Saturday, November 7, 2009

Torah study: VaYera

My favorite moment from Torah study this morning occurred when we were hanging out afterward drinking coffee. D. was really annoyed at the God in this week's portion, who does things like enabling the exile and almost death of Ishmael, telling Abraham to kill Isaac, and destroying Sodom and Gemorrah even though there were probably good people there. "Isn't God supposed to be about forgiveness?" D. asked. Together, 70-year-old M. and I looked at him and, in a tone that implied "you're crazy," said, "No."

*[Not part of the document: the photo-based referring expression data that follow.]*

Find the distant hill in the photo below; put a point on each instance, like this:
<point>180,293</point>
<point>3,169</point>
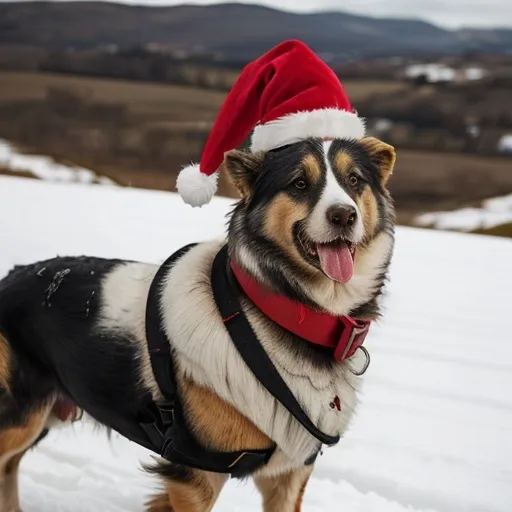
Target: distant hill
<point>239,31</point>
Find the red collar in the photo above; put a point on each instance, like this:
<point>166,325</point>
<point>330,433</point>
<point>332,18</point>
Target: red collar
<point>344,334</point>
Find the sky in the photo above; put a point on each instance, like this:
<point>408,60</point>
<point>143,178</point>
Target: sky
<point>447,13</point>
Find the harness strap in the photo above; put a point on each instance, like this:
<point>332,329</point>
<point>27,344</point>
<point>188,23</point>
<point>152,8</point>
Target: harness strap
<point>227,292</point>
<point>164,422</point>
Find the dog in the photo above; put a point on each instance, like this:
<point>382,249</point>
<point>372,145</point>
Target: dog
<point>314,225</point>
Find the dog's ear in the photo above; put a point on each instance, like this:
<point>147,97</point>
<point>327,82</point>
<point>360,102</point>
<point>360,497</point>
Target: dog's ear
<point>382,154</point>
<point>242,168</point>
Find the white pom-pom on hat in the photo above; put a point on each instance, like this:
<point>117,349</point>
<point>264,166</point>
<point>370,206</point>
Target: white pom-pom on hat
<point>286,95</point>
<point>195,187</point>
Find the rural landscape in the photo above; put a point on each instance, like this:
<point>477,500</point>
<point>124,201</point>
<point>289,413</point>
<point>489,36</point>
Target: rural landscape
<point>131,92</point>
<point>101,105</point>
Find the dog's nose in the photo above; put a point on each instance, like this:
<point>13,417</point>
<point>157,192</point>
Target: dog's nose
<point>342,216</point>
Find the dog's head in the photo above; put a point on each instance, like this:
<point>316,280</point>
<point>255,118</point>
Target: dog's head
<point>315,220</point>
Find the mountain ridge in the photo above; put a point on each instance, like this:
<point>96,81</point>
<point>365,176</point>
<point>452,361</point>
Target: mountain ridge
<point>239,31</point>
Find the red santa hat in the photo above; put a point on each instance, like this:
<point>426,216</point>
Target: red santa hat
<point>286,95</point>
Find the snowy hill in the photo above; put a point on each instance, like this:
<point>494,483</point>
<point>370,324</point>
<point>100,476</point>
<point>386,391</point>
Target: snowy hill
<point>434,430</point>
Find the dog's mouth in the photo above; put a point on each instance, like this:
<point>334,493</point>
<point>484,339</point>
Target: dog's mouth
<point>334,258</point>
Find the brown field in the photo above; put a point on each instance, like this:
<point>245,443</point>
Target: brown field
<point>148,99</point>
<point>140,134</point>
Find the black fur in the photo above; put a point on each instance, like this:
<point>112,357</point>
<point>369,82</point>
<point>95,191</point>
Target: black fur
<point>49,313</point>
<point>278,172</point>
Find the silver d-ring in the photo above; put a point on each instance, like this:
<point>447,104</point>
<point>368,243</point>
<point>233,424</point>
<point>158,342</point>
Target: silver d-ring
<point>366,362</point>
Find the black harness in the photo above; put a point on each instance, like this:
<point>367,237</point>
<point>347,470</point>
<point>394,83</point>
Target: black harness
<point>164,423</point>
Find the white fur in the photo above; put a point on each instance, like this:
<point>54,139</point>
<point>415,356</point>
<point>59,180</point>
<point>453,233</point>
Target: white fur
<point>206,353</point>
<point>323,123</point>
<point>333,194</point>
<point>195,187</point>
<point>339,298</point>
<point>124,294</point>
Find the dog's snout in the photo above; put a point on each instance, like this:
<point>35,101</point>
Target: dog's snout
<point>343,216</point>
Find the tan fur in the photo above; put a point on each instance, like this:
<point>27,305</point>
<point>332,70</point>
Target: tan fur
<point>281,215</point>
<point>14,442</point>
<point>199,494</point>
<point>369,211</point>
<point>343,163</point>
<point>216,423</point>
<point>285,492</point>
<point>241,167</point>
<point>312,168</point>
<point>383,154</point>
<point>5,364</point>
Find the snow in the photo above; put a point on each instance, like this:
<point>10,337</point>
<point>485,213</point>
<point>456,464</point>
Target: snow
<point>433,72</point>
<point>433,431</point>
<point>46,168</point>
<point>493,212</point>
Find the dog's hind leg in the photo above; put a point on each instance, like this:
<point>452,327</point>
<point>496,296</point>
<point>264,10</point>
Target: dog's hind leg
<point>188,490</point>
<point>20,427</point>
<point>284,493</point>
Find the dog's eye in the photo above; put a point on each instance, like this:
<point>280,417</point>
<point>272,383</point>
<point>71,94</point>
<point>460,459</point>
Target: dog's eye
<point>353,179</point>
<point>300,184</point>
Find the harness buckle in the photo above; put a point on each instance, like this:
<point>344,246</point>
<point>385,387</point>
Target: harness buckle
<point>352,337</point>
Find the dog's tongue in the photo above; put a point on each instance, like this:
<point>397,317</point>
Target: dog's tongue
<point>336,261</point>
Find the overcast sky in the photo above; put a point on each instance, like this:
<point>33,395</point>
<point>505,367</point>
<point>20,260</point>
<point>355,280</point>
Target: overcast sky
<point>447,13</point>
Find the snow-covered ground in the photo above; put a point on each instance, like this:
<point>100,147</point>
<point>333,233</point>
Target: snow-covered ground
<point>492,212</point>
<point>434,429</point>
<point>46,168</point>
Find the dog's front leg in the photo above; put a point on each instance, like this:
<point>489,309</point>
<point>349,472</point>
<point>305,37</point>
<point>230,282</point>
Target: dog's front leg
<point>284,493</point>
<point>190,490</point>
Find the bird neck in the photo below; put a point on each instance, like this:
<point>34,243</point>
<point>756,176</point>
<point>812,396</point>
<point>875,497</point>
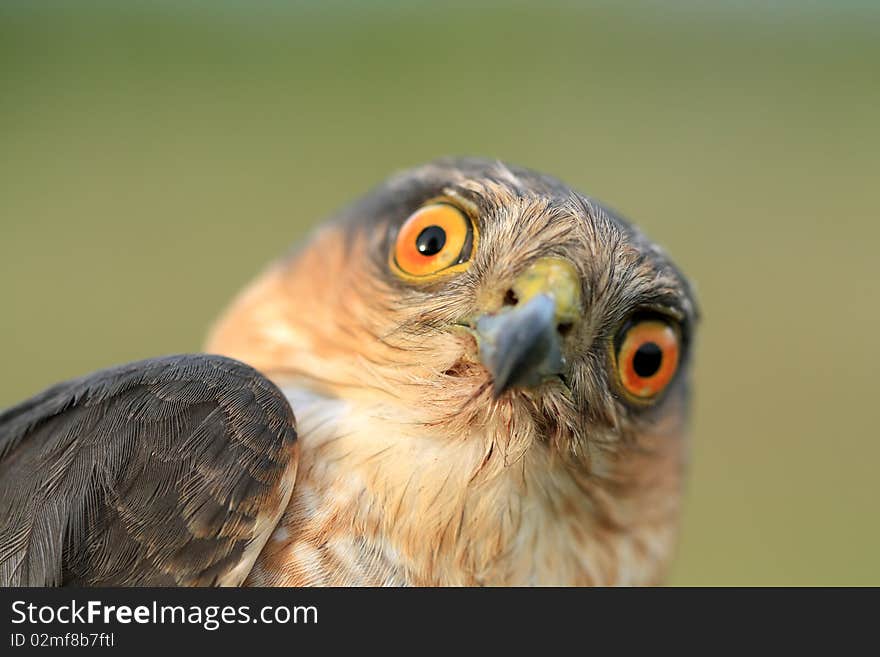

I gently suggested to yeshiva-trained D. that his ideas about forgiveness and turn-the-other-cheek stuff come from a different religion. Sure, we have Yom Kippur, when we atone for our sins, but that's about ourselves, not others. While I'm certain there is something somewhere about forgiveness in the Torah, it's not one of the ten commandments, it's not a mitzvah, and it's not part of the endless dietary and cleanliness laws. To have God be forgiving, to have God say that we have to be forgiving of others, and then for us to obey is too easy. To me, it is better that this petulant, vindictive, error-prone, laws-obsessed God is leaving room for us to choose how we all behave toward each other. Forgiving is something we do out of our own free will, not because we have been told to do so.